Des fourmis à deux roues
Il est facile de comprendre pourquoi. Observe la façon dont ils se comportent. Dépasse à gauche, à droite, arrêt en pleine rue pour échanger avec les copains, parfois 3 ou 4 sur la bécane. Ce n’est pas rare de voir le 3e ou 4e passager avoir à peine 5 ans ou encore, de voir des mères avec leur bébé dans les bras. Mon top? Trois personnes et la conductrice avec son cellulaire dans la main gauche en train de texter. Et je passe les détails comme des vêtements de sécurités : bottes, casque, gants, manteau, lunette, etc. Ici, pour la plupart, gougoune et short font l’affaire. Comme si on confondait moto et bateau. Ils circulent comme des fourmis dans leurs sentiers, le tout semble chaotique, mais on y constate une cohérence fluide. Pour en ajouter une couche, les piétons participent à ce capharnaüm organisé.
Je trouve magnifique de les voir rouler de cette façon. C’est le mode de transport des citoyens. Pour aller au travail, porter les enfants à l’école, faire les courses, être libre et autonome. Pas de règles, pas d’âge non plus. De voir grand-maman avec ses beaux cheveux gris aux commandes de sa moto avec sa petite fille assise derrière, ça n’a pas de prix. Même scénario pour le grand-père. Et cette jeune femme, tellement fière de sa moto neuve, qui file avec son petit ami assis derrière elle. Ici, l’égalité des sexes en tant que conducteurs de motos a atteint sa parité il y a bien des lunes. À force de les regarder se promener avec leurs engins, ma crainte s’estompe peu à peu et fait place à l’envie d’être comme eux. De pouvoir rider comme bon me semble, à ma façon, comme je le veux.
Qui veut un permis de conduire moto?
Les habitants de San Andres obtiennent leurs permis de conduire de moto avec la signature des parents. C’est à eux de juger s’ils sont aptes à conduire. La plaque d’immatriculation n’est pas nécessaire. Si vraiment on y tient, il faut en faire la demande au continent et il se peut qu’elle n’arrive jamais.
Je n’ai pas cette liberté. Après une courte réflexion, sans calculs ou statistiques, presque tous ici conduisent un scooter ou type de moto. Ils sont 145 000 habitants et c’est 2 accidents mortels par semaine. Aucune formation, aucun contrôle, aucune protection. À mon avis, ce n’est peut-être pas beaucoup étant donné ces faits.

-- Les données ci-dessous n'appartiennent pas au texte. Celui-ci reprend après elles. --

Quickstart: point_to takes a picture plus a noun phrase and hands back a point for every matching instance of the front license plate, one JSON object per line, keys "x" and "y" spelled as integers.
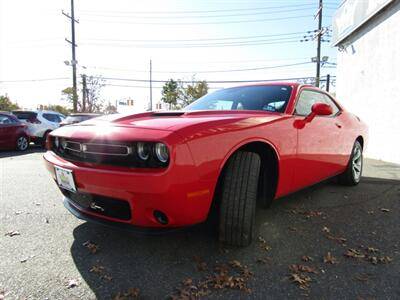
{"x": 65, "y": 179}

La liberté, la moto, le système
Et puis la liberté de choisir, c’est très important pour moi. Je vis dans un pays de liberté et où l’on a décidé collectivement de mettre en commun certaines règles de protections pour le bien de nos citoyens, pour ceux qui en ont besoin, et pour les autres. C’est très noble. On a aussi instauré des lois et des règlements pour notre sécurité, pour nous protéger, mais lequel des deux systèmes sauve le plus de vie? À quel prix la liberté?
L’ile de San Andrès est magnifique, je m’y sens bien, entourer de tous ces motards qui roulent en toute liberté, sans contrainte. La liberté, ils ont ça aussi.